For some time my setup is taken by someone else .. I will try it in some time and let you know ..
Can you please tell abt 503 as I updated in previos post
Hugo Leisink
28 May 2009, 01:37
force_close is just a parameter of log_close. Some calls of log_close() set it to 'true', others set it to 'false'.
about the 503 in copy_directory_settings(): if you don't use the UploadSpeed setting in a Directory configuration block, you can just ignore it. It won't cause you any trouble since that code won't be executed.
Shashank
28 May 2009, 01:51
well we did not set the Upload spped ..
I am trying this for force_Close
if (force_close) {
pthread_mutex_lock(&accesslog_mutex);
while (host != NULL) {
if ((now >= host->access_time + LOGFILE_OPEN_TIME) || force_close) {
if (*(host->access_fp) != NULL) {
fclose(*(host->access_fp));
*(host->access_fp) = NULL;
}
}
host = host->next;
}
pthread_mutex_unlock(&accesslog_mutex);
}
But I think it will impact your LOGFILE_OPEN_TIME feature i.e. to close file if it not accedd in last 30 secs
Hugo Leisink
28 May 2009, 01:53
That code is not correct. Use this:
if (force_close == false) {
pthread_mutex_lock(&accesslog_mutex);
}
while (host != NULL) {
if ((now >= host->access_time + LOGFILE_OPEN_TIME) || force_close) {
if (*(host->access_fp) != NULL) {
fclose(*(host->access_fp));
*(host->access_fp) = NULL;
}
}
host = host->next;
}
if (force_close == false) {
pthread_mutex_unlock(&accesslog_mutex);
}
Shashank
28 May 2009, 01:56
Ofcourse it will solve our problem .. I will test but I dont think testing is reqd ... as now we are not taling the lock when we are calling it from fork_cgi_process
Shashank
28 May 2009, 02:05
I was wrong testing was reqd
No problem is not solved with this patch
same problem is coming .. I am myself not sure about exact problem but may be we can try for anothey type of mutest .. errorcheck or recursive mutex...
Shashank
28 May 2009, 02:10
log_request is also using the pthread_mutex_lock. With multiple request this function will be heavily called ... can it cause some problem ..
Hugo Leisink
28 May 2009, 02:15
The problem is that when a thread calls fork() while another thread has a mutex lock, the lock in the chiuld process exists and won't be cleared because the unlock function is called in the parent process.

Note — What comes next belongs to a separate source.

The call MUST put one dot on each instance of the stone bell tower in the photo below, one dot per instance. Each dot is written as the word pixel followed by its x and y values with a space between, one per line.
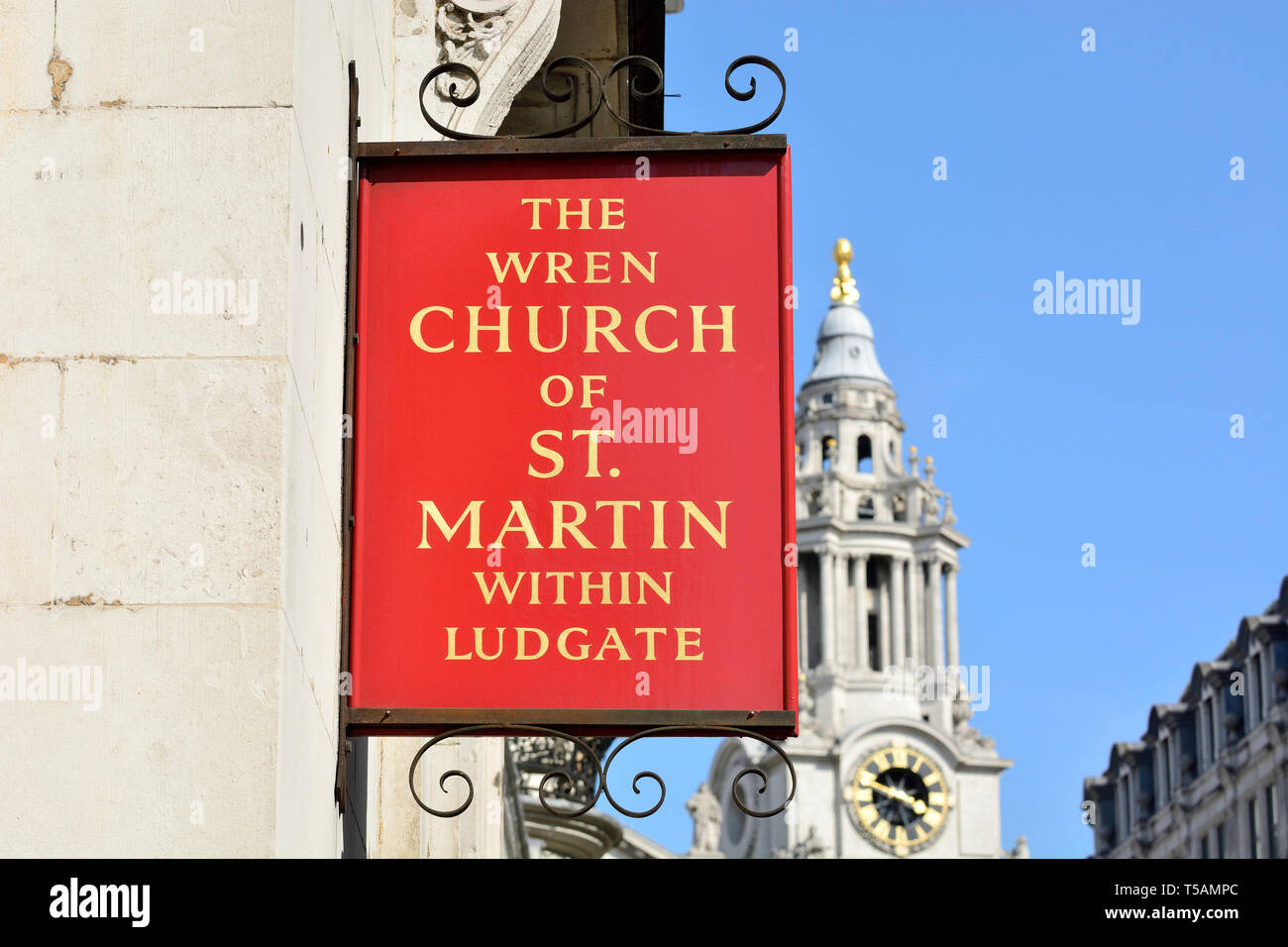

I've made a test version of Hiawatha for you. You can download it via
http://www.leisink.org/~hugo/hiawatha-6.14.tar.gz. Can you please test that one for me? Please, do not distribute that tarball. It is
not an official release.
Shashank
28 May 2009, 02:27
well Hugo I will certainly do that .. but can we please postpone it till Monday. as I have to work for the demo on Friday ...
If the issue is same as you suggested, then recursive lock shd solve the problem ...I am really sorry but I promise by Monday, I will do this and will update you the results ...
Can we please do that ?
Hugo Leisink
28 May 2009, 02:29
Sure, no problem. I'm almost sure that the fork-mutex thing is the problem that's bugging you. A lot can be found about it on the internet. Thanks a lot for not giving up on this problem and helping me improve Hiawatha. I really appriciate it!!!!
Shashank
28 May 2009, 02:40
well pleasure is mine .. I am working on Hiawatha and wud like to c that incorporated ..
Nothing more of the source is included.